I did this customer service request via email because that's an option. (Oh, bunny trail, I also did this with a company recently that shorted me on an order...one I had placed with a Groupon and got way more than I wanted to get free shipping....do you see a common theme? They answered back and mailed me the missing items plus a few more. Uh. Okay. I'm good with that.) Back to the appliance snafu... the customer service people asked a few questions. I provided answers. They then had me cut the cord (ha,ha I love this, they did tell me to unplug it from the wall first) off the unit, take a picture of the disabled unit and email it to them. Then they will ship out a replacement. 

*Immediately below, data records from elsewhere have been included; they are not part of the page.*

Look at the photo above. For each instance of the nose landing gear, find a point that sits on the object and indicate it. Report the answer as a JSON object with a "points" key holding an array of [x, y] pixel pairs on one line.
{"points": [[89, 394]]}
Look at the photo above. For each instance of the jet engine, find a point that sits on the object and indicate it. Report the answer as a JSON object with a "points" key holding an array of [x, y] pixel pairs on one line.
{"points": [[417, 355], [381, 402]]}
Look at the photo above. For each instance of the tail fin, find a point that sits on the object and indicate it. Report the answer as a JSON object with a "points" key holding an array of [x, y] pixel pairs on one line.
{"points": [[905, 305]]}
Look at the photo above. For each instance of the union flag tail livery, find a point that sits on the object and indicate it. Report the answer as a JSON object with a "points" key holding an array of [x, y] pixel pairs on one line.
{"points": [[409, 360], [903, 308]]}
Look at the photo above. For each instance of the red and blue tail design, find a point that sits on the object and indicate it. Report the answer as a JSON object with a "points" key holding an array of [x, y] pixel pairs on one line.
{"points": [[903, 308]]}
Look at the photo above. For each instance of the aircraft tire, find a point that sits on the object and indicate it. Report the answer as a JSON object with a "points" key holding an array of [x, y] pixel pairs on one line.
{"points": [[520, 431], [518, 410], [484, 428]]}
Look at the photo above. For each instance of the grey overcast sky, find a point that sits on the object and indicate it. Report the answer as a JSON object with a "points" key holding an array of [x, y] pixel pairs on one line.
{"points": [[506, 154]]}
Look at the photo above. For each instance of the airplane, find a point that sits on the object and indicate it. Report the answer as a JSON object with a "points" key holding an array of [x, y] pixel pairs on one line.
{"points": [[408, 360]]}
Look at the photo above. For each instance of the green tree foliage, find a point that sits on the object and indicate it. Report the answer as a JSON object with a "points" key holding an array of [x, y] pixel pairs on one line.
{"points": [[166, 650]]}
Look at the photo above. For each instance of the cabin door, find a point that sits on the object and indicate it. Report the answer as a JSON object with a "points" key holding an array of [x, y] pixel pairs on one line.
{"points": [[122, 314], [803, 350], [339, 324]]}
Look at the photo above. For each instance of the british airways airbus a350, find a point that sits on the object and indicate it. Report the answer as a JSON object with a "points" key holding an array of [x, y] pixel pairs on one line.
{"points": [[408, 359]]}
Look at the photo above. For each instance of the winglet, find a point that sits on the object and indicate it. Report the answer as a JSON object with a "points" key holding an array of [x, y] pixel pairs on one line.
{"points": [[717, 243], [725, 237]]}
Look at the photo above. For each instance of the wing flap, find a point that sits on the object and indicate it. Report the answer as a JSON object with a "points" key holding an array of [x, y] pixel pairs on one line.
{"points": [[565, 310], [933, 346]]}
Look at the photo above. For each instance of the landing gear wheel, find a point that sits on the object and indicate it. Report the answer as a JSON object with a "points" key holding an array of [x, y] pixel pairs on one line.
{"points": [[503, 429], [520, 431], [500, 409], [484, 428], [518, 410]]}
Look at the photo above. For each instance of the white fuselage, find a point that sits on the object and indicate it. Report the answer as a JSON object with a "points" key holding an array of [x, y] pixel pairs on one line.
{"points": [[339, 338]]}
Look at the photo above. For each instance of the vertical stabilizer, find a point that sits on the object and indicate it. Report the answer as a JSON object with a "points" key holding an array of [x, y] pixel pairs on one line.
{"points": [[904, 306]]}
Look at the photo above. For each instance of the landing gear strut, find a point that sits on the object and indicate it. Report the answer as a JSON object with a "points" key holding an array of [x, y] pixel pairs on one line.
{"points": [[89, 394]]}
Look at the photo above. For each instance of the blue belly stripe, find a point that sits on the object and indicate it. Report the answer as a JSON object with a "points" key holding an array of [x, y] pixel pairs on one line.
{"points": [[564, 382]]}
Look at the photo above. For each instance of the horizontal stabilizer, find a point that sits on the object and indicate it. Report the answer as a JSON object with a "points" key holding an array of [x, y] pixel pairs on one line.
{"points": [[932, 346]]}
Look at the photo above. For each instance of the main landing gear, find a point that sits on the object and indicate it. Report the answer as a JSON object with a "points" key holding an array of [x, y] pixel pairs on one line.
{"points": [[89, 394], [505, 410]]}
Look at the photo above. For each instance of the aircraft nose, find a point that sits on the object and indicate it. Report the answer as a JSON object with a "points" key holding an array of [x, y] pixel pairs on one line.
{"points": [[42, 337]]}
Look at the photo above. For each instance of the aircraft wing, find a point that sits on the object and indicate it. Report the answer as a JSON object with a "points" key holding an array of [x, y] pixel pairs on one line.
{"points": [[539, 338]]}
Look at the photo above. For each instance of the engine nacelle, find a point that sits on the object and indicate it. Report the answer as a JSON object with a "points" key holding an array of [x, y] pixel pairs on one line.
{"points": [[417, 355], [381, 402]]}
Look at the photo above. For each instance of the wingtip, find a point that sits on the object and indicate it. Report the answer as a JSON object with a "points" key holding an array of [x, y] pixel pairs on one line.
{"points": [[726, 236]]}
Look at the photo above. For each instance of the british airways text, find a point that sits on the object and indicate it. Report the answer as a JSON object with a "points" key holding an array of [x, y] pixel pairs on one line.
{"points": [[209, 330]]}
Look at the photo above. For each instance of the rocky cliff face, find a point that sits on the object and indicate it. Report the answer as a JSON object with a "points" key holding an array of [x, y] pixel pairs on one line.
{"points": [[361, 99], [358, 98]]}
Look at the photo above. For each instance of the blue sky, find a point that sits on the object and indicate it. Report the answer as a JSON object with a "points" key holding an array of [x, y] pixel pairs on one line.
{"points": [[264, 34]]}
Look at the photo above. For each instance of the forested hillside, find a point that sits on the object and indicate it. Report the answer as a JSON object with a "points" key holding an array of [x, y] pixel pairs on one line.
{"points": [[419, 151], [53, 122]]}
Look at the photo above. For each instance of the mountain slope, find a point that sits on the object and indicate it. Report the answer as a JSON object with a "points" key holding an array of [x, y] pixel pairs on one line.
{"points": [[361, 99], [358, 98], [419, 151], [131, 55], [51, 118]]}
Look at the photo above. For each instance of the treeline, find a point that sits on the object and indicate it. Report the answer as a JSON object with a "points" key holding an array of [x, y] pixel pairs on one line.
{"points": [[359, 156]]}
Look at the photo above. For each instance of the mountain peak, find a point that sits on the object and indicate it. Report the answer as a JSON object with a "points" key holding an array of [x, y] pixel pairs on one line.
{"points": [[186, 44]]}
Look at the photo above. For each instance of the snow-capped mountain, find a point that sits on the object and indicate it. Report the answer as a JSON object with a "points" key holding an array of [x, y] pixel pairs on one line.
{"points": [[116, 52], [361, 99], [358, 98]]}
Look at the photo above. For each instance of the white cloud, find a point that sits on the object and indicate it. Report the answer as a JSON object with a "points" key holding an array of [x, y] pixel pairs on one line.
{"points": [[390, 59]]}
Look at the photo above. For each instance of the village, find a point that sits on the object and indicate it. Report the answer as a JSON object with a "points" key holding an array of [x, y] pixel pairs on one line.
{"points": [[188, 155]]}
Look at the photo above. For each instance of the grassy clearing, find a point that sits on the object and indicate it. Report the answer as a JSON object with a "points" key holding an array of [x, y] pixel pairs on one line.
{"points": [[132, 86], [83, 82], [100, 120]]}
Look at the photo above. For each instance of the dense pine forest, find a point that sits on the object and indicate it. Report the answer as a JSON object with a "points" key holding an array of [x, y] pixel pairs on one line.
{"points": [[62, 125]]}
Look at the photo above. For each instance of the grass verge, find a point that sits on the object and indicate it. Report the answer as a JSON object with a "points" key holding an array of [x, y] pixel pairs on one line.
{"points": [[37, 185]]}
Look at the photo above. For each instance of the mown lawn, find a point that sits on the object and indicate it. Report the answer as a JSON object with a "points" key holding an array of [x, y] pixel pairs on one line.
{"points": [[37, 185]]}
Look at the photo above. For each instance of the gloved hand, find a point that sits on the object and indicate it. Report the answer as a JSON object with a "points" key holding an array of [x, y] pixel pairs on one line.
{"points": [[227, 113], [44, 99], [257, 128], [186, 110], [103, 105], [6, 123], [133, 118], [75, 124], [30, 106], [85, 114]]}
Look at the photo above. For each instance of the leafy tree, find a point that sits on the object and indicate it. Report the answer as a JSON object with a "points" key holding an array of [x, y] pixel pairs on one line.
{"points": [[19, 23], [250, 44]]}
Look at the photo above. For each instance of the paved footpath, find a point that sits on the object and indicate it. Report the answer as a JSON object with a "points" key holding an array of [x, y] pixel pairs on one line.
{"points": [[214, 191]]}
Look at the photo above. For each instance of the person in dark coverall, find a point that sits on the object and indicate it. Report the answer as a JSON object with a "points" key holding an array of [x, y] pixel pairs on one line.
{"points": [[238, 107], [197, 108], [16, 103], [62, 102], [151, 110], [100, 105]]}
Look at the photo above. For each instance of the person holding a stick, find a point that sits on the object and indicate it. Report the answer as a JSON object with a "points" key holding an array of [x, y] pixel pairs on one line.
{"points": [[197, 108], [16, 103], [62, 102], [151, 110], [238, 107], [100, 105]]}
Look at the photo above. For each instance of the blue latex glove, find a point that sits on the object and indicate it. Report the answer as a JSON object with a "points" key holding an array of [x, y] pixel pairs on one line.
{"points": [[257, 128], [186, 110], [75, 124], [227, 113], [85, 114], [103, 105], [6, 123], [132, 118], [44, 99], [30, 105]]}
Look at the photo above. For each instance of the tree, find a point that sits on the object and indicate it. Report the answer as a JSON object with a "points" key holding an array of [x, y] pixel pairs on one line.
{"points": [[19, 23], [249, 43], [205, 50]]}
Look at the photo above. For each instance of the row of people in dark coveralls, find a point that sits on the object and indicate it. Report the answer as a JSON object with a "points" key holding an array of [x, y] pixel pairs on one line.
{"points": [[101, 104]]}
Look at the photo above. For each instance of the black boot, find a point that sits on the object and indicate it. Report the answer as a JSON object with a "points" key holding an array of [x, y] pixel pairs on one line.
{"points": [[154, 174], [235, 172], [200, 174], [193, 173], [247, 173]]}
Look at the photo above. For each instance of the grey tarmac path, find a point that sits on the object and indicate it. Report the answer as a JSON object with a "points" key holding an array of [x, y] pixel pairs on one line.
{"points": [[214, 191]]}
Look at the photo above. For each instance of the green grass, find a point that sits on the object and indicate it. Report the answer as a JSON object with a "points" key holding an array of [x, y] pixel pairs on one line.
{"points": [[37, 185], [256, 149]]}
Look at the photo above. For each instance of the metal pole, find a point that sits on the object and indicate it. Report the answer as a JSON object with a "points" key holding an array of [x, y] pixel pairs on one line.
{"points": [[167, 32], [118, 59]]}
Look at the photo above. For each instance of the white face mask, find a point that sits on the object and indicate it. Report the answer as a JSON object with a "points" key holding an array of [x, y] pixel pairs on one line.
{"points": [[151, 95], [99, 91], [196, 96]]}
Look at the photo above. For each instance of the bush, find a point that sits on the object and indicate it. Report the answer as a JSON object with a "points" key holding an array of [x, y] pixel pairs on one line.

SWEET! I'll reveal the company name when the replacement comes and works consistently. (Also, did you guess that I ordered this one because it's red?  Ding, ding, ding, what do we have for them, Johnny?) 

The one that shorted me items and made good on that was Go Picnic. I can honestly recommend them. They run sales frequently and the stuff I've had of theirs is great. They have vegan and gluten free options and I've begun taking one or two any time I travel because they are easy to pack and way tastier than an iceberg lettuce salad with a slice of cucumber and a mealy tomato. Yo. They sell them at Target, too. 

The other random connectivity issue is over the past week two people have told me or someone else that they read my blog regularly. 

Weird. 

I know I put it out there for the whole world to see, but honestly, writing it feels anonymous to me on some level. And it's one of my resources to find my recipes when I need them. And to get up on a soap box now and again, or just play around and have a good laugh, ya know? 

So. If you read my blog and you know me, a big hi, and a sorry for not knowing you hang out with me in cyberspace. I also hope I've never used you as an example ever. Ha. Ha. Just kidding, I don't ever use real people in my stories and examples. :  )  To my friends, coworkers, former coworkers and ???,  thanks for reading my thoughts about life and stuff. (Bonus take away...your vocabulary word for the day, stuff, use it at least four times to impress those around you. It will, trust me.)